Christmas was incomplete until the master of the house had sung his songs. He was full of action and gesture. His family used to say that although he was in character and general bearing an Englishman, his French blood asserted itself in his manner. In his motions he was quick, and at times, when he chose to make them so, very amusing, yet too full of grace to be undignified. He was fond of dancing, and put fresh interest in it, as he did in everything that he joined in.

On Christmas mornings the servants delighted in catching the family with “Christmas giff!” “Christmas giff!” betimes in the morning. They would spring out of unexpected corners and from behind doors on the young masters and mistresses. At such times there was an affectionate throwing off of the reserve and decorum of every-day life.
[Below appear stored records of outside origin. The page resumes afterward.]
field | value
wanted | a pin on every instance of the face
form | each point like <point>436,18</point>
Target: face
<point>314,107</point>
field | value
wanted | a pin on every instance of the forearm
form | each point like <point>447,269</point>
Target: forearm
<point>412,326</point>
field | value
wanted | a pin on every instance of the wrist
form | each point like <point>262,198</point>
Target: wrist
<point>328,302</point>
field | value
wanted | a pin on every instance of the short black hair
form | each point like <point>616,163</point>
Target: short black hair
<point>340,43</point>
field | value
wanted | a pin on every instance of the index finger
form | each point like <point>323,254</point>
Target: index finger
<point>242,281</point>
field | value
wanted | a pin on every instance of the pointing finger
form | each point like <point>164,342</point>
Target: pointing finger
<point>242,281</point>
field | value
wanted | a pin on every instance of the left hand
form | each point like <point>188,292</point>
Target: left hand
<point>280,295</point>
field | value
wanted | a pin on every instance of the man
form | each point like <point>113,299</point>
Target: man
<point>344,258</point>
“Hi! ain’t dis Chris’mus?” one of the quietest and most low-voiced of the maid-servants asked, in a voice as loud as a sea-captain’s. One of the ladies of the house had heard an unfamiliar and astonishingly loud laugh under her window, and had ventured to put an inquiring head out.
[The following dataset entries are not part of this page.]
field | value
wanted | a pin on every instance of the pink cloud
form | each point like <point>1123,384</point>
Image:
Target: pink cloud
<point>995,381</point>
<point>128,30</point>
In times of sorrow, when no Christmas or other festivities gladdened the Mississippi home, the negroes felt it sensibly. “It ’pears so lonesome; it mak’ me feel bad not to see no comp’ny comin’,” our faithful Aunt Abby said on one of these occasions. Her post as the head maid rendered her duties onerous when the house was full of guests. We had thought that she would be glad to have a quiet Christmas, which she could spend by her own fireside, instead of attending to the wants of a houseful of young people.
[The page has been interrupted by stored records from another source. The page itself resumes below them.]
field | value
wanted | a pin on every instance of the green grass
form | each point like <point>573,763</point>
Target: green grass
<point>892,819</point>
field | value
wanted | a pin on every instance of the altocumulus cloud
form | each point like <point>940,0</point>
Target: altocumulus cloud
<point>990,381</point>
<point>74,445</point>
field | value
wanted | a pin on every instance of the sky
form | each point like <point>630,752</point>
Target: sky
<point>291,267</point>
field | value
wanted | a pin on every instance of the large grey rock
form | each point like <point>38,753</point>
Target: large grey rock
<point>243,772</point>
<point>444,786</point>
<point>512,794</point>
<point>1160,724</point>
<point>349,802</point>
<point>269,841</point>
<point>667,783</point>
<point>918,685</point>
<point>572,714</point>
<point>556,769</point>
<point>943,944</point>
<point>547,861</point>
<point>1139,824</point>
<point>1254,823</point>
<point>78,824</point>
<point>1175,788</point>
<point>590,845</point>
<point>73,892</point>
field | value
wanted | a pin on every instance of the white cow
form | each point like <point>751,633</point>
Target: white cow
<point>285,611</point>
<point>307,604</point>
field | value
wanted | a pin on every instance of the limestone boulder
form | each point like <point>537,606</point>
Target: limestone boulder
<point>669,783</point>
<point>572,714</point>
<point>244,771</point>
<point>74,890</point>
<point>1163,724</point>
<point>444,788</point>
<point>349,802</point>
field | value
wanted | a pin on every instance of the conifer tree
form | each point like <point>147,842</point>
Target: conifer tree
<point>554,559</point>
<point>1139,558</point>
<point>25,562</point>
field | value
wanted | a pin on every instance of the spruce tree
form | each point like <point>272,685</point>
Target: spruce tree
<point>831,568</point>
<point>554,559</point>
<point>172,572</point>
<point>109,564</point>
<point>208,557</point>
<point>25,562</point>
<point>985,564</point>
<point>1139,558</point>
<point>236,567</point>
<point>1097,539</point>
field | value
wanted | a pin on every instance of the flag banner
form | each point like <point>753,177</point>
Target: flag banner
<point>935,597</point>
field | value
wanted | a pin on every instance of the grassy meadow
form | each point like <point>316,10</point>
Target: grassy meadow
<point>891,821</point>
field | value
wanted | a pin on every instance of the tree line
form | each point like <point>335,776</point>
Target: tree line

In the presence of the guests, unless they were old friends, the dignity of the family required that no light behavior should be indulged in, even though it were Christmas. In no hands was the dignity of the family so safe as with negro slaves. A negro was as proud of the “blood” of his master and mistress as if it had been his own. Indeed, they greatly magnified the importance of their owners, and were readily affronted if aspersion of any sort were cast on their master’s family. It was very humiliating to them, for they are all aristocrats by nature, to belong to what they call “poor white trash.”

Our steady Lewis was often sent to take us to evening entertainments, on account of his being so quiet and nice in his ways. On one of these occasions he became so incensed that he refused to set his foot on that plantation again. Mammy Maria informed us of the cause of Lewis’s anger. One of the maids in the house in which we were spending the evening had insulted him by saying that her mistress wore more trimming on her clothes than his young ladies did!

Susan Dabney Smedes, Memorials of a Southern Planter (Baltimore: Cushings & Bailey, 1887), 115–117, 160–163.